# Wie so oft: LogIn nicht möglich



## Rafterman1 (28. Juni 2009)

Guten Abend,

hab mir am Mittwoch Diablo 2 + Exp. bei Amazon bestellt, gestern bekommen und gleich mal reingeschnuppert.
Doch leider konnte ich mich bei Battle.net nicht einloggen es kam folgende Fehlermeldung:

http://www3.pic-upload.de/28.06.09/8lwjw1.jpg

Kennt jemand das Problem und kann mir helfen?
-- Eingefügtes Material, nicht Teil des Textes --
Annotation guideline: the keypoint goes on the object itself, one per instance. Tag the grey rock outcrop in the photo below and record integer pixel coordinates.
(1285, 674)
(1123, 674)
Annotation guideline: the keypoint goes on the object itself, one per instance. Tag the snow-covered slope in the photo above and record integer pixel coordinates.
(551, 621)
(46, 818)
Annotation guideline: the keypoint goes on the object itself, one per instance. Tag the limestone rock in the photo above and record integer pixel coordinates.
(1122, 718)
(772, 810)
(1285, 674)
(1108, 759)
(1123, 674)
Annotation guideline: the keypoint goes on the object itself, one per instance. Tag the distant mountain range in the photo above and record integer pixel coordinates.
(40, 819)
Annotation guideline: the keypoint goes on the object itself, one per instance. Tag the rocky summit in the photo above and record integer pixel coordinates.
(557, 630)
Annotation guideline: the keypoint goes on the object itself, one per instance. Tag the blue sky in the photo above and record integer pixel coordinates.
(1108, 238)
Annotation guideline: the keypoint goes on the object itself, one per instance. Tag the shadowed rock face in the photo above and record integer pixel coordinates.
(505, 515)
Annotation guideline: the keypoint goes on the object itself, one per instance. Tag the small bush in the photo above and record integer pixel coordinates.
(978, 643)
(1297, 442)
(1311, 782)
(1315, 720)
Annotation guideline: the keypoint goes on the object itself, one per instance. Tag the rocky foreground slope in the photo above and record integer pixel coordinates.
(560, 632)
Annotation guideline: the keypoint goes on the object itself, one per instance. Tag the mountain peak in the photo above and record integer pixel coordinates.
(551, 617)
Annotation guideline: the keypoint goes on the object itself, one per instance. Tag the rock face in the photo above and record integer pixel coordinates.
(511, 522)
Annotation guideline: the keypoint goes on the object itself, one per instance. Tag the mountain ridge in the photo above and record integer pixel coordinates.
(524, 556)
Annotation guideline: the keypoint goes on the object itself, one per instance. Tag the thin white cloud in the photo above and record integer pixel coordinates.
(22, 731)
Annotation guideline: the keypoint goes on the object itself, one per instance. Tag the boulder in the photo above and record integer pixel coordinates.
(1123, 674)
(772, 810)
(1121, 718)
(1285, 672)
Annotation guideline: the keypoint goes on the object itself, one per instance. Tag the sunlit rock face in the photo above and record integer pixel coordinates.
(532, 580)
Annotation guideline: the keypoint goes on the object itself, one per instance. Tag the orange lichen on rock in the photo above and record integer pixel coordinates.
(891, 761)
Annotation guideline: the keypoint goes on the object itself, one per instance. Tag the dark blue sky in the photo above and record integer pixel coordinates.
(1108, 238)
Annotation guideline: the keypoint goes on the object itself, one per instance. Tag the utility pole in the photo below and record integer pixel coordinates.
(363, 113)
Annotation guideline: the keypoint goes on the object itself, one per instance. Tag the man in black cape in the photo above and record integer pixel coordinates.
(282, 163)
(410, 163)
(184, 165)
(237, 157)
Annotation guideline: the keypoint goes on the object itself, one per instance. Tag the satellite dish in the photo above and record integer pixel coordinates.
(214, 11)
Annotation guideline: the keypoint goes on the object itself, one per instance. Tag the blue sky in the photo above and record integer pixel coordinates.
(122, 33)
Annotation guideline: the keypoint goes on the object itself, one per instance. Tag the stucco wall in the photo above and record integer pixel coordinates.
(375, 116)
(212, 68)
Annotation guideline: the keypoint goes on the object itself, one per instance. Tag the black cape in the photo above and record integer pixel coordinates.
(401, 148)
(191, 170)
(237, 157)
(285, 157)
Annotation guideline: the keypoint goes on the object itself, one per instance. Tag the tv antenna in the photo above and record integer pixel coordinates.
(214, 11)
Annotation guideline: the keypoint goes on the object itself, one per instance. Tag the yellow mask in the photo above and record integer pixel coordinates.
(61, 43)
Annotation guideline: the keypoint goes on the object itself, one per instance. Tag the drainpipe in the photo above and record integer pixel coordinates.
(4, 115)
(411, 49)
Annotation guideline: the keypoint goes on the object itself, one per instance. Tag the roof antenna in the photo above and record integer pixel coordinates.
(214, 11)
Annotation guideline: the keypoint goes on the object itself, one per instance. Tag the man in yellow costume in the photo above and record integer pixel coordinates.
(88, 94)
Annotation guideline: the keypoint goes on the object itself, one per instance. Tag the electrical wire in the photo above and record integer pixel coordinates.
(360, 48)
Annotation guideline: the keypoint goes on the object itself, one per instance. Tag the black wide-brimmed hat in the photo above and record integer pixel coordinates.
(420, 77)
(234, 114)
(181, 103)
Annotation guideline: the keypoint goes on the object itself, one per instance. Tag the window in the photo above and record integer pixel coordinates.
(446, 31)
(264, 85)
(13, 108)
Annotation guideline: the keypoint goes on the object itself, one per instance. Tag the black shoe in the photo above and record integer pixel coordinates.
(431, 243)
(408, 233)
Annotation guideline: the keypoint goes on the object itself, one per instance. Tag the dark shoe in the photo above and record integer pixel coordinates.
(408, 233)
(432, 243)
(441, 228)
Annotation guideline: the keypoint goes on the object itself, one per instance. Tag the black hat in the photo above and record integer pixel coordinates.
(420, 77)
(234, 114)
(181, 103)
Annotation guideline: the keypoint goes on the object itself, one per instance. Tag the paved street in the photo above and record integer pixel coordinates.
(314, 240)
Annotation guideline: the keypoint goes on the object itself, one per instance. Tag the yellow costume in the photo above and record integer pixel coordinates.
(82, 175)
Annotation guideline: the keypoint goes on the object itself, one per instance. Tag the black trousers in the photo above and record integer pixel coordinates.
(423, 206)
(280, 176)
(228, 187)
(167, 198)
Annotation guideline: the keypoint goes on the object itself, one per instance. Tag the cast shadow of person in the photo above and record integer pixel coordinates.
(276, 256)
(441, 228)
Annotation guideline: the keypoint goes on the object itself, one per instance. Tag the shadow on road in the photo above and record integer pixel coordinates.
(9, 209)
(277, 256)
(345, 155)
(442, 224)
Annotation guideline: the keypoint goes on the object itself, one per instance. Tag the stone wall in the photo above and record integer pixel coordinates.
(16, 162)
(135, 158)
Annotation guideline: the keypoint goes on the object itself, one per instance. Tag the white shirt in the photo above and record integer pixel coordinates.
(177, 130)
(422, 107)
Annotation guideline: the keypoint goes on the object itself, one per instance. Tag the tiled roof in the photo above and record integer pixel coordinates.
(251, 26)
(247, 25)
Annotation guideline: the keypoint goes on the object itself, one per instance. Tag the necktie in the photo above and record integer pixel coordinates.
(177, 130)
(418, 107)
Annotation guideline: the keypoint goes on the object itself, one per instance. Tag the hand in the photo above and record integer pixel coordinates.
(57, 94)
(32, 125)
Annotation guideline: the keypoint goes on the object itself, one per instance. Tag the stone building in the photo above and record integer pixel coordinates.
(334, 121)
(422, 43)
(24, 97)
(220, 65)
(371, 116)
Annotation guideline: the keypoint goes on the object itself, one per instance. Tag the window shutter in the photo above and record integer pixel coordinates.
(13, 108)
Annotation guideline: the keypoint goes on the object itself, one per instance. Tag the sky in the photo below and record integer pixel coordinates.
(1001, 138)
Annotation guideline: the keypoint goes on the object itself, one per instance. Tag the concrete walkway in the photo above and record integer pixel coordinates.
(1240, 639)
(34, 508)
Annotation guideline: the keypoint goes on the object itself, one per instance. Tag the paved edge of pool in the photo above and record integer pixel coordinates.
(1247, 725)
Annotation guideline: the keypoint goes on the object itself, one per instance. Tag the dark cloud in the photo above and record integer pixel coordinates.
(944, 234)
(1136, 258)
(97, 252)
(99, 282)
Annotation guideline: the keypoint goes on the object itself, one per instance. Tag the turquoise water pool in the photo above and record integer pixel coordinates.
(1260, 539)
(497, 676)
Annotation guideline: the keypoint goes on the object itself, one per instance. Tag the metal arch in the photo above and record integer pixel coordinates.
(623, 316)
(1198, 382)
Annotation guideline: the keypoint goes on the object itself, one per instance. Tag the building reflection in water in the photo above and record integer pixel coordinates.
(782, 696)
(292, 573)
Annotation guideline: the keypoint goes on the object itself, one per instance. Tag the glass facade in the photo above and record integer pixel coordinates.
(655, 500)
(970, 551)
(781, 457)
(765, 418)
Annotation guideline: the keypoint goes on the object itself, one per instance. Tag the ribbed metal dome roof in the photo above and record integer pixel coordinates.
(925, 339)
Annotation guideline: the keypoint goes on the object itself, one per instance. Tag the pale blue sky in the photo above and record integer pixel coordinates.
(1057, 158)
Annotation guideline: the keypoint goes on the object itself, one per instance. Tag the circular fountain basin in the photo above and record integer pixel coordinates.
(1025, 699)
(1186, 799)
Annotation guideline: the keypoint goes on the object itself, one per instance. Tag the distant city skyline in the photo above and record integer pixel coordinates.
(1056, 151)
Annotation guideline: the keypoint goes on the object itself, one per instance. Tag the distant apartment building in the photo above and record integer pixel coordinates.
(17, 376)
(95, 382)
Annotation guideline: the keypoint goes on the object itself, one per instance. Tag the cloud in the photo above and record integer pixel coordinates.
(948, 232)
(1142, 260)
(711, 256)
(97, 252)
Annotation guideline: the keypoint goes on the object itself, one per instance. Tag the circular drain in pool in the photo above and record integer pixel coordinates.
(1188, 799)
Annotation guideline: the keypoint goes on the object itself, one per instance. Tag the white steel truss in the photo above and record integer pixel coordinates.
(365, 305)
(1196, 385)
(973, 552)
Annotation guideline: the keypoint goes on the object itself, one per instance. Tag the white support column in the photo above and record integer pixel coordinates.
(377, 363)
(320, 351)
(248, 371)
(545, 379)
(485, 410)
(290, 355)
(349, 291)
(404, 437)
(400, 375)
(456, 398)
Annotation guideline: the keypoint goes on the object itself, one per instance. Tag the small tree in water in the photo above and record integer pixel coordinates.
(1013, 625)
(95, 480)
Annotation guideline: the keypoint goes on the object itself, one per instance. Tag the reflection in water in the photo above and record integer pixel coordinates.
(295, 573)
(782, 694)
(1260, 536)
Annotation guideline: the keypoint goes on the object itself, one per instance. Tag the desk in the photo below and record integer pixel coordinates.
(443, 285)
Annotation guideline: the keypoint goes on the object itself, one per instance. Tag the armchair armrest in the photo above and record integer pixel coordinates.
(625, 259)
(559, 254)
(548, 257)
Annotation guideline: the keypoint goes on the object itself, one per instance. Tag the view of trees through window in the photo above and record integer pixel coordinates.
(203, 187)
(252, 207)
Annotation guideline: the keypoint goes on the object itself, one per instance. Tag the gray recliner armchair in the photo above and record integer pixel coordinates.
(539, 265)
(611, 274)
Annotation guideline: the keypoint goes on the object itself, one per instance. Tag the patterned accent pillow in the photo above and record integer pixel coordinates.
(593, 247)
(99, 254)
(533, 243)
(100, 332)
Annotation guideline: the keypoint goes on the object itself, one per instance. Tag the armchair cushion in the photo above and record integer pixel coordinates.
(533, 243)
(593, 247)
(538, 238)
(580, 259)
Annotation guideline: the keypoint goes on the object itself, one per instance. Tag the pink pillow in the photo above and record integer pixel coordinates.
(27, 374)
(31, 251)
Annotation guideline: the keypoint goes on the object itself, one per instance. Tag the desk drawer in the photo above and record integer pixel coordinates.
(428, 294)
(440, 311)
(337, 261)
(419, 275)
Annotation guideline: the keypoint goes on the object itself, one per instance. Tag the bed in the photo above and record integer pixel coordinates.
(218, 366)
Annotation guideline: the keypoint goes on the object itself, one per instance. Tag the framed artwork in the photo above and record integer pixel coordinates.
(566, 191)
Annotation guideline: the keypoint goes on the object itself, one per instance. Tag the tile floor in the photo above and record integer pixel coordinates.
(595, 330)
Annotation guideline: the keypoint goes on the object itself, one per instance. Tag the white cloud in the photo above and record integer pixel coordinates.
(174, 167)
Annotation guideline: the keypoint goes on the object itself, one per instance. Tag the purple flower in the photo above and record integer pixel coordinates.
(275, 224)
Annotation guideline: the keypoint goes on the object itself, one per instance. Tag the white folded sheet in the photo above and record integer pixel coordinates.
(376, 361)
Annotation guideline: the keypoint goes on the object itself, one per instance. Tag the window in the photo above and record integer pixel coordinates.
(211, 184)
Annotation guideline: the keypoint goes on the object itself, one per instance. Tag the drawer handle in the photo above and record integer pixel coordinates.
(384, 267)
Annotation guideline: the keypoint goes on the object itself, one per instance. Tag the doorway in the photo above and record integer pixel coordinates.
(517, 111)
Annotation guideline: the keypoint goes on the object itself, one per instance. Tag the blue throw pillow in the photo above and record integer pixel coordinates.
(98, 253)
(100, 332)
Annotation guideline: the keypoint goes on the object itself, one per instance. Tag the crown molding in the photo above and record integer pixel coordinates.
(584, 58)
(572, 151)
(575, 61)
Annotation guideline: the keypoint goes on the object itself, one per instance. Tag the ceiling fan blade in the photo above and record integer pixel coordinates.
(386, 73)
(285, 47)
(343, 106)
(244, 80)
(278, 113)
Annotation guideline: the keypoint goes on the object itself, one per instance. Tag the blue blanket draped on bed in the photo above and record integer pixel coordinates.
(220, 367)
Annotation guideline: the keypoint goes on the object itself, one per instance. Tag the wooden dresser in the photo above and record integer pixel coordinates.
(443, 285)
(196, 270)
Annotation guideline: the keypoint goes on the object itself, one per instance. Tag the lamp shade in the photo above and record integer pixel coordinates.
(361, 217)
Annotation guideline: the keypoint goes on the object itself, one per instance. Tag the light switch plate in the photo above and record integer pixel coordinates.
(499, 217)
P.S. ich finde die Fehlermeldung sieht sehr komisch aus 


			Dieser Inhalt steht nur eingeloggten Mitgliedern zur Verfügung.


----------



## Sulli (28. Juni 2009)

Hm.... Also , das Bild habe ich mal bekommen als ich mir Dia2 von Blizz gezogen hatte aber die Erweiterung von meiner CD installiert hatte. Es gibt  2 Möglichkeiten die du machen kannst. Erst Dia2 installieren und dann damit in B- Net gehen um das zu uppen dann erst die Erweiterung und dann ins B-Net gehen damit das auch geupt wird .Sollte das nicht gehen und du hast nen WoW Acc  .. muss nicht aboniert sein .....kannst WoW und danach Dia2+exp im      https://eu.battle.net/      registrieren mit deinen CD Code dann von der blizz seite die Games runterziehen und die Installieren .
Ich nehme an das es damit zusammenhängt , als sie den NO-CD Patch rausgebracht haben nur eine von den beiden Dia2 oder Exp. den draufhat und weil die Dateien etwas anderes sind ,sie als anderes Game erkannt werden  (Ist nur ne Vermutung meiner Seits) Ansonsten musst schaun wo die Dia2 +  Exp runterziehen / bekommen kannst. Das wichtigste ist ja der Key


----------



## Rafterman1 (28. Juni 2009)

Kay die Strategie mit Dia2 installieren--> Account machen--> Exp installieren hat geklappt. 
Danke 


			Dieser Inhalt steht nur eingeloggten Mitgliedern zur Verfügung.


----------